Vaccinating teachers will allow students across the commonwealth who are learning remotely to return to school, Wolf said. That will not only foster their intellectual development and their social and emotional growth, but will ease the burden on parents who have struggled to balance family and work commitments during the pandemic, Wolf said.
The state is receiving an initial shipment of 94,000 J&J vaccine doses, plus another 30,000 doses being routed through the federal government's pharmacy partnership.
Pennsylvania has a little more than 200,000 teachers and support staff working at public schools and charter schools, according to Department of Education data. Initially, individuals working with elementary education students, students with disabilities, and English learners will have priority.
The initial will run parallel to the ongoing effort to vaccinate individuals in Pennsylvania's Phase 1A — adults over 65 or who have serious health conditions — using the two-dose Moderna and Pfizer vaccines.
The decision to direct the J&J vaccine toward educators was made by the Wolf administration in consultation with the state's Covid-19 vaccine task force, which includes representatives of the state House and Senate Republican and Democratic caucuses.
“We need to be able to get our kids back to school and continue to prioritize our senior citizens with the Pfizer and Moderna vaccines,” said task force member Sen. Ryan Aument, a Lancaster County Republican. “This plan allows us to accomplish both goals simultaneously to move our students, families, communities, and our economy forward and beyond the pandemic.”
The plan calls for Pennsylvania's 28 intermediate units, known as IUs — a network of regional educational administrative and support agencies — to help coordinate the vaccination program and serve as hubs.
There will be at least one vaccination site per IU region. AMI, a third-party provider, will administer shots, while the state's National Guard will assist with logistics.
Meanwhile, the state will work with the federal pharmacy partnership to ensure child care workers and educators at schools not affiliated with IU's also have access to vaccination.
With the follow-up J&J vaccine shipments the state is expecting, all educators who want a vaccine should be able to get one by early April.

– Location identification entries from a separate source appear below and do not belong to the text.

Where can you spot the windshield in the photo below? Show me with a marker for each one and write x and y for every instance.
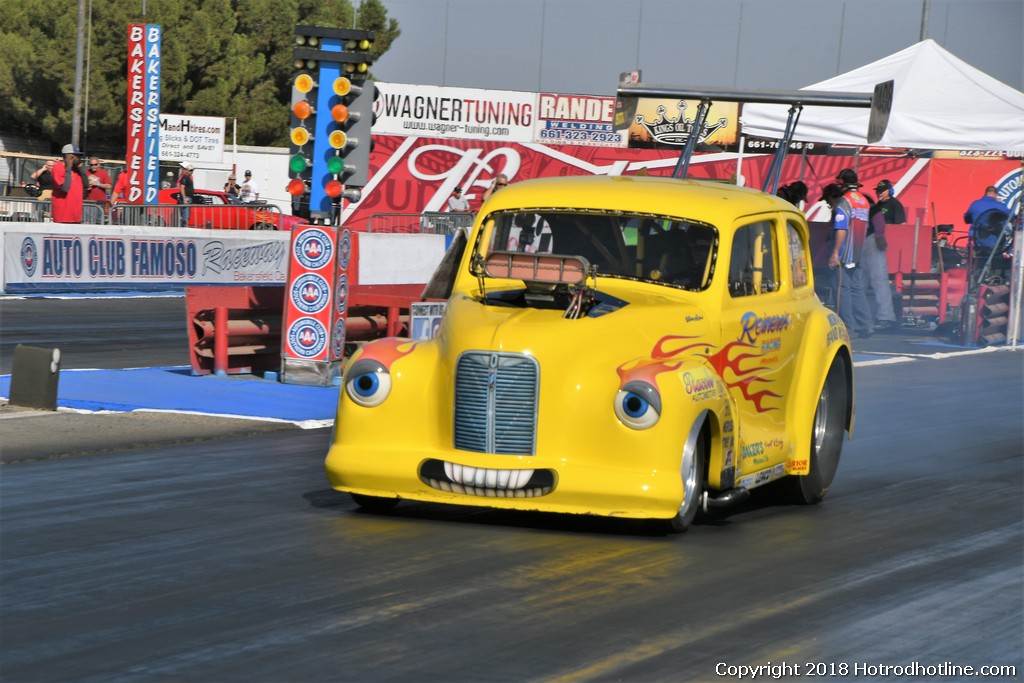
(647, 247)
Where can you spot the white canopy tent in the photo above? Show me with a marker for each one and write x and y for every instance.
(939, 102)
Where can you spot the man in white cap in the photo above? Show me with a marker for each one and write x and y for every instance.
(186, 190)
(70, 181)
(250, 190)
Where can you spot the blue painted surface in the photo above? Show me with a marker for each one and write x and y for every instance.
(177, 389)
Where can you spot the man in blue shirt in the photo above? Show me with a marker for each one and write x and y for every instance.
(986, 216)
(848, 281)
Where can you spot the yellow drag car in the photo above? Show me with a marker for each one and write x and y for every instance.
(631, 347)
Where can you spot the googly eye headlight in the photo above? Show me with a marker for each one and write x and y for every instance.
(368, 383)
(638, 406)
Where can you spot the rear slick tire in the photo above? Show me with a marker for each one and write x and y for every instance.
(826, 439)
(373, 503)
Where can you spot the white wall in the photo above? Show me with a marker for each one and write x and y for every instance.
(269, 167)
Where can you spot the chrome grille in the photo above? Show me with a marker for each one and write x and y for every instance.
(496, 402)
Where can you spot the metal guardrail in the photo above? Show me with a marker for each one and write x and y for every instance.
(32, 210)
(428, 222)
(230, 216)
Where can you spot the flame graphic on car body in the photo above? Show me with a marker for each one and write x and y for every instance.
(731, 357)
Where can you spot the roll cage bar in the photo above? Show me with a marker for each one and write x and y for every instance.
(880, 101)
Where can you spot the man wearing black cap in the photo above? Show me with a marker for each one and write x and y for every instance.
(851, 303)
(872, 256)
(458, 203)
(70, 181)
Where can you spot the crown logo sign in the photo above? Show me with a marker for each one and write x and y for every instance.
(676, 131)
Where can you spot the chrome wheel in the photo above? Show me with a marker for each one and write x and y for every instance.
(826, 438)
(691, 471)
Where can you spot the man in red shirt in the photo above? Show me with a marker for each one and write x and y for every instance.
(99, 182)
(69, 186)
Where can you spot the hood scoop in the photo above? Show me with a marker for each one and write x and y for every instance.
(550, 282)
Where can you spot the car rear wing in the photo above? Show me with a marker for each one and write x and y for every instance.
(880, 102)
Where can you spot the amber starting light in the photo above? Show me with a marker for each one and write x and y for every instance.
(302, 110)
(342, 86)
(304, 83)
(338, 139)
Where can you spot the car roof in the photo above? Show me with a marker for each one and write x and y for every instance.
(715, 203)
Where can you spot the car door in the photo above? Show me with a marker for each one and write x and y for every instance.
(761, 331)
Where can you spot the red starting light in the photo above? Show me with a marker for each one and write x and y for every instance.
(302, 110)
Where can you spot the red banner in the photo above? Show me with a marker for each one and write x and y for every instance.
(416, 174)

Allowing for a couple of weeks for the buildup to full immunity after receiving the shot, that suggests complete vaccination for educators should be attainable by roughly the third week of April, Wolf said.
Lancaster County is served by Lancaster-Lebanon IU13. In a statement, Executive Director Brian Barnhart said the IU "stands ready to serve and support this important work in every way possible."
He said the IU, based at 1020 New Holland Ave. will serve as a vaccination site and will "provide facility support and assistance as may be needed" to AMI and the National Guard.
Wolf said IUs are well positioned to understand schools' scheduling and logistics needs, so using them makes sense, as opposed to trying to deploy vaccine to 500 separate school districts.
The J&J vaccine's less stringent storage requirements — it does not have to be kept at extremely cold temperatures — and the fact it is a single dose makes it advantageous for vaccinating educators, an effort in which time is of the essence, Wolf said.
While the J&J vaccine is less effective in preventing Covid-19 infections altogether than the Pfizer and Moderna vaccines, it is comparably effective in preventing serious illness, hospitalization and death.
"All three are effective," said task force member Rep. Bridget Kosierowski, D-Lackawanna, who is a registered nurse.